Associated Press
SKOPJE, Macedonia – NATO resumed the collection of rebel weapons Friday as the peace process entered a new and potentially difficult phase – following through on promises to grant the ethnic Albanian minority more rights.
Javier Solana, the European Union’s foreign affairs chief, warned Macedonian legislators to adhere to reforms agreed to under the peace deal signed last month.
“The agreement should be considered as a whole,” Solana said in the Macedonian capital, Skopje. “The most intelligent thing would be that no changes are made.”
The peace plan is a Western-sponsored, step-by-step process that involves rebels voluntarily surrendering arms to NATO in three phases, which include parliamentary approval of legislation granting more rights to ethnic Albanians.

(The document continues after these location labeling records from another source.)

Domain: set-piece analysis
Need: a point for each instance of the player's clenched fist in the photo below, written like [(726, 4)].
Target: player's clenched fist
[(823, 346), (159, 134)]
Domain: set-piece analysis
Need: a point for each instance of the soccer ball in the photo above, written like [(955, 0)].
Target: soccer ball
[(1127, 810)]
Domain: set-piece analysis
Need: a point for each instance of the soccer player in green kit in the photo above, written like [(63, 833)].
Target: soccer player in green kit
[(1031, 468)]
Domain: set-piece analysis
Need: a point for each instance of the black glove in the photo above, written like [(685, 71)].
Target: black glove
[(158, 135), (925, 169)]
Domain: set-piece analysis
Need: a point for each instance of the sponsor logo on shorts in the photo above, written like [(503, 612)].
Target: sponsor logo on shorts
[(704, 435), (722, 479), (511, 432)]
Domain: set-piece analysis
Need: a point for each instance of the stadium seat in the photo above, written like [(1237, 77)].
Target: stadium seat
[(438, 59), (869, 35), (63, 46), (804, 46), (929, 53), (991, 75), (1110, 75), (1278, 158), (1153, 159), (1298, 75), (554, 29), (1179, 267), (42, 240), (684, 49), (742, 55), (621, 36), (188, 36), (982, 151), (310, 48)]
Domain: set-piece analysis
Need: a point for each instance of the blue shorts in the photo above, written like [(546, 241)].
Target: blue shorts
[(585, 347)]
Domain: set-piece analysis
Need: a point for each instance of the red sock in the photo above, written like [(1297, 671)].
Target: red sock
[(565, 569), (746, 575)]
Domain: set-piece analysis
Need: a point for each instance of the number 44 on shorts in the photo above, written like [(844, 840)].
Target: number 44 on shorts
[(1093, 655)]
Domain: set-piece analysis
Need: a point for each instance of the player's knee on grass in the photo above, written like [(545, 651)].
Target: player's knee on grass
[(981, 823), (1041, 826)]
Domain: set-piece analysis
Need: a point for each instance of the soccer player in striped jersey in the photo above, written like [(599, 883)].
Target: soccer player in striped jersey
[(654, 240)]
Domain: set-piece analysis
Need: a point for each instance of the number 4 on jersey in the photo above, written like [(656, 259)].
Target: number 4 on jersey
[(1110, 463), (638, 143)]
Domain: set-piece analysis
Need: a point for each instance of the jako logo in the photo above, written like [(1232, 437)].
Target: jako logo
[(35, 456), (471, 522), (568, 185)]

The alliance already has taken more than a third of the 3,300-piece rebel arsenal to be surrendered by late this month. In the second phase, NATO plans to collect another third of the weapons, or about 1,100 arms.
The second phase began when NATO resumed the weapons collection after a weeklong impasse that ended when the Macedonian parliament voted Thursday night to change the constitution.
Chanting “We are Albanian heroes,” about 200 fighters of the rebel National Liberation Army gathered in the northern village of Radusa, near the border with Kosovo, to hand in their arms Friday.
“We are giving up every last bullet,” said Mevlud Bushi, a 19-year-old fighter. But he added that “if we feel at any point concerned, we will buy new arms.”
A tractor-trailer carried in large anti-tank shells, while mission spokesman Maj. Alexander Dick said the majority of weapons surrendered were automatic assault rifles.